Overwatch on Nintendo Switch 2 vs Nintendo Switch: Official Blizzard Comparison Highlights 60 FPS and Visual Upgrades

Blizzard has published an official comparison video showing Overwatch running on the Nintendo Switch 2 alongside the original Nintendo Switch.

The footage offers a side-by-side look at how Blizzard’s shooter performs and appears on the newer hardware compared with the longstanding Switch install base.

Background and platform history

Overwatch originally launched in May 2016 from developer Blizzard Entertainment, and the game later arrived on Nintendo Switch in October 2019 as a console release.

Overwatch 2 launched as a free-to-play sequel on October 4, 2022, and Blizzard has continued updating the franchise across platforms.

The recently released comparison video is intended to demonstrate how the title scales on Nintendo’s newer hardware.

Performance and visual differences (rewritten statements)

Blizzard’s comparison makes performance the central point: where the game’s frame pacing and smoothness could be inconsistent on the original Nintendo Switch, the Switch 2 build delivers a much more stable experience.

In journalistic terms, Blizzard shows the game reaching up to 60 frames per second on Nintendo Switch 2, representing a clear uplift in frame rate stability over the older hardware.

Graphical enhancements are also highlighted.

The video demonstrates additional effects on the Switch 2 release that are not present on the original Switch build, including enhanced fire and water rendering in several scenes and an overall increase in resolution.

These visual improvements are presented alongside the frame-rate gains to provide a fuller picture of the hardware differences.

Availability and patch notes

Overwatch is available on the Nintendo eShop, and Blizzard issued a patch addressing an early frame-rate bug reported on the Switch 2 release.

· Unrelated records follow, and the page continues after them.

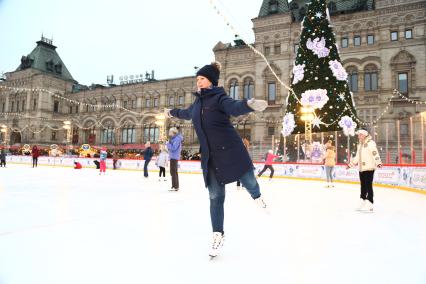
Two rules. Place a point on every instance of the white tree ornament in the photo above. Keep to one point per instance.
(317, 46)
(348, 125)
(298, 72)
(338, 71)
(314, 98)
(288, 124)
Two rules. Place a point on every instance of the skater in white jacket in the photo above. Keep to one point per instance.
(367, 159)
(162, 162)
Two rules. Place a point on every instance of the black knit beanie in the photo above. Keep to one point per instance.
(211, 72)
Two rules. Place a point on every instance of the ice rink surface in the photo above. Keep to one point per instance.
(63, 226)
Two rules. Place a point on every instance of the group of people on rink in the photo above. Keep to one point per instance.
(222, 149)
(224, 155)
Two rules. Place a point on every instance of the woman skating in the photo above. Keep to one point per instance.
(35, 153)
(162, 162)
(102, 163)
(329, 163)
(270, 157)
(224, 159)
(367, 159)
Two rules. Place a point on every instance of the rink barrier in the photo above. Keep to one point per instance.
(406, 177)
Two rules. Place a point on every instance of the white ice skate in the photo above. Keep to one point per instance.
(368, 207)
(262, 204)
(361, 205)
(218, 240)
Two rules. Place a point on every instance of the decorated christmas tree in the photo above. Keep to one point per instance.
(319, 80)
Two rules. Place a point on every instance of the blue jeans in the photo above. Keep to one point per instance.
(145, 168)
(329, 173)
(217, 196)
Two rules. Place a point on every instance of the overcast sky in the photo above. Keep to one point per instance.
(96, 38)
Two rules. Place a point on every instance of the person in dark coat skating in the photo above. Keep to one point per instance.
(224, 158)
(2, 158)
(35, 154)
(147, 155)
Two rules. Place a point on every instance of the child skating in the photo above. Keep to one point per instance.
(224, 158)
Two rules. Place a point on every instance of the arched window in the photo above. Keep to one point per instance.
(353, 79)
(248, 88)
(272, 93)
(128, 134)
(90, 134)
(233, 89)
(370, 78)
(171, 101)
(273, 7)
(108, 136)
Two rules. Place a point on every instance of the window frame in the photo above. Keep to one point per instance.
(270, 101)
(351, 75)
(373, 39)
(234, 89)
(346, 40)
(394, 33)
(373, 83)
(399, 83)
(357, 37)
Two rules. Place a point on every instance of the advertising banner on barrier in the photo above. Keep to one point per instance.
(310, 171)
(341, 173)
(418, 178)
(387, 175)
(391, 175)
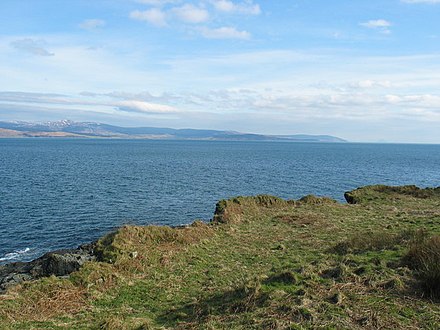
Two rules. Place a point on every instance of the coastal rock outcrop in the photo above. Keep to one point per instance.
(58, 263)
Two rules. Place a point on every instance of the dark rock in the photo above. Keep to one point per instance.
(58, 263)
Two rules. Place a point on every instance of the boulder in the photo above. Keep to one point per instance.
(58, 263)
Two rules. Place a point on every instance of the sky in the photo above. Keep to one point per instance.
(365, 71)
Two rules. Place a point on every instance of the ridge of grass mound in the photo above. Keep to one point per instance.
(380, 192)
(261, 263)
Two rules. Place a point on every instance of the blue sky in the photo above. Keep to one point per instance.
(361, 70)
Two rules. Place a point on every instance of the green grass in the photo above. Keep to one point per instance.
(263, 263)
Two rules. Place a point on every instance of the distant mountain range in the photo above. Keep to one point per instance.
(67, 128)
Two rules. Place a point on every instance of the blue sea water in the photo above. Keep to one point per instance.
(59, 193)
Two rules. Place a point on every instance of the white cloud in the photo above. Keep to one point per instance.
(191, 14)
(225, 33)
(31, 46)
(372, 84)
(156, 2)
(374, 24)
(247, 7)
(153, 16)
(379, 24)
(421, 1)
(90, 24)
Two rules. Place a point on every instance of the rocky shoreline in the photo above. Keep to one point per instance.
(58, 263)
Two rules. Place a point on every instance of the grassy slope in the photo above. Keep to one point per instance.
(263, 263)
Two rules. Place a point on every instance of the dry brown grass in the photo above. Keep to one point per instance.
(44, 300)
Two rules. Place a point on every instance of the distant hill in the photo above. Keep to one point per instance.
(67, 128)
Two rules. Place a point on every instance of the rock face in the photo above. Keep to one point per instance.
(58, 263)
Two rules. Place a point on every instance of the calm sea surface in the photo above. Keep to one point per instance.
(59, 193)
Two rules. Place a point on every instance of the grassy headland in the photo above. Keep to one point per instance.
(262, 263)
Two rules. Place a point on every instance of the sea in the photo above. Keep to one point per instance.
(60, 193)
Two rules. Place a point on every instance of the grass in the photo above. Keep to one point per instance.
(262, 263)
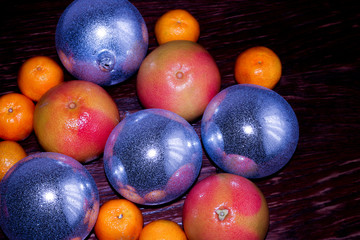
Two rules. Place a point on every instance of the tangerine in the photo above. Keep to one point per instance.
(177, 24)
(258, 65)
(162, 229)
(119, 219)
(16, 116)
(37, 75)
(10, 153)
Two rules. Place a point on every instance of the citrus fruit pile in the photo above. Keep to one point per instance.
(76, 118)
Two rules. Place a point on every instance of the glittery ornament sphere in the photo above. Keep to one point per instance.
(152, 156)
(249, 130)
(102, 41)
(48, 196)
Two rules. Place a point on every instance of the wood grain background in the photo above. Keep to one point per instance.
(316, 195)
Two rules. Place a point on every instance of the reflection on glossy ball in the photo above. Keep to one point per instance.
(249, 130)
(152, 157)
(102, 41)
(48, 196)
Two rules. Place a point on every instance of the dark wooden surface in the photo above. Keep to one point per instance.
(316, 196)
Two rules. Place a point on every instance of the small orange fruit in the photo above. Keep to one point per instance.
(162, 230)
(258, 65)
(10, 153)
(37, 75)
(119, 219)
(177, 24)
(16, 116)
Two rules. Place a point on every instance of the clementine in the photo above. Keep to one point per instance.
(37, 75)
(258, 65)
(10, 153)
(16, 116)
(162, 229)
(119, 219)
(177, 24)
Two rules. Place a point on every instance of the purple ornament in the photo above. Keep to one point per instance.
(48, 196)
(249, 130)
(152, 157)
(101, 41)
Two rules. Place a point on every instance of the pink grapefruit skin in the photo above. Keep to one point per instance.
(225, 206)
(179, 76)
(75, 118)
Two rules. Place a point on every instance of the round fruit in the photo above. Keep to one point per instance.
(177, 24)
(37, 75)
(48, 196)
(75, 118)
(102, 41)
(118, 219)
(10, 153)
(179, 76)
(225, 206)
(16, 116)
(162, 229)
(152, 156)
(249, 130)
(258, 65)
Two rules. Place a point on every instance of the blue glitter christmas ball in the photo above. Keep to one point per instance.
(152, 156)
(249, 130)
(48, 196)
(102, 41)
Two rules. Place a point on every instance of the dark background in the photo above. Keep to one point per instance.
(316, 195)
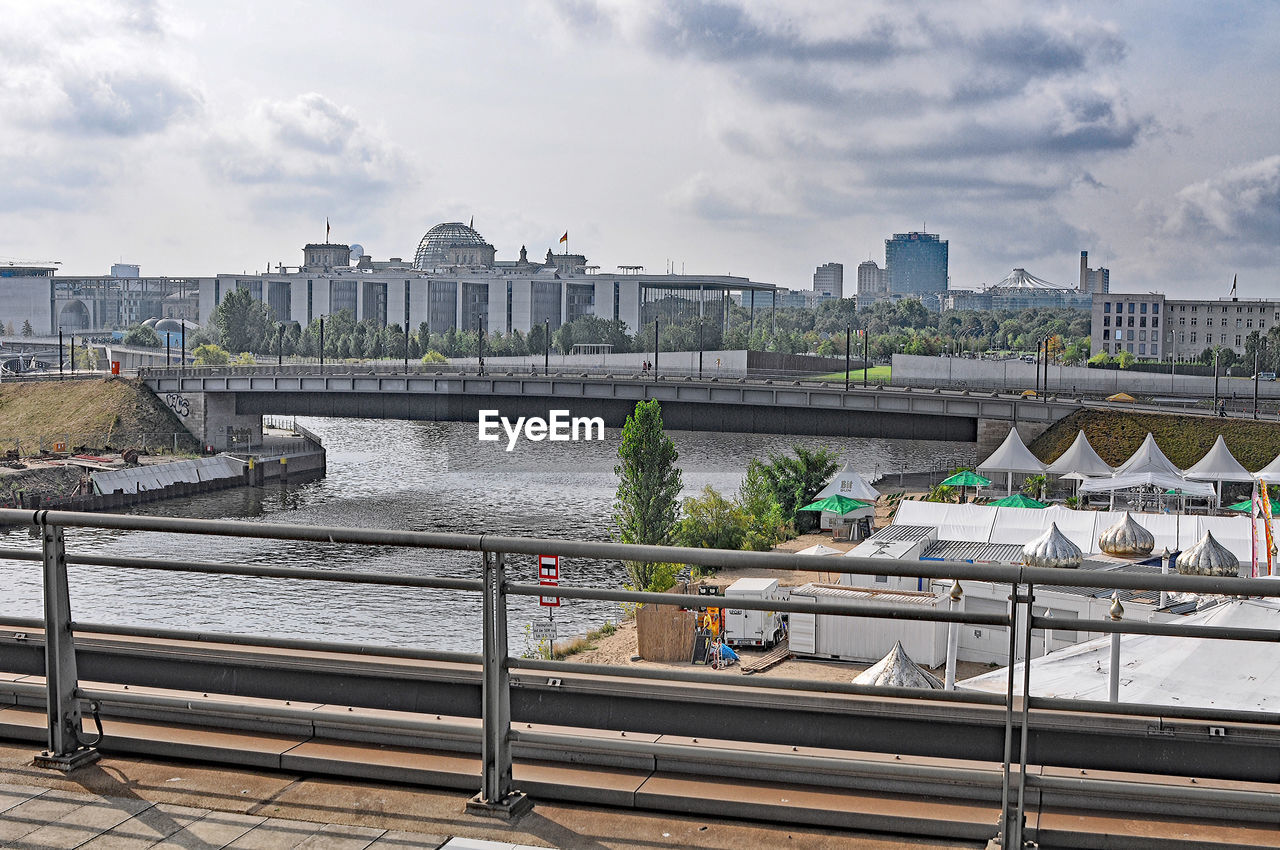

According to Blizzard’s update notes that accompanied the patch, the issue that caused unstable frame rates at launch has been resolved.

Why this matters

For players and industry observers, the comparison offers a useful, developer-provided case study in how a generational hardware step can impact performance and fidelity for an established live-service shooter.

For platform holders and developers, it underscores the practical benefits of increased CPU/GPU headroom when porting or optimizing established titles for new hardware.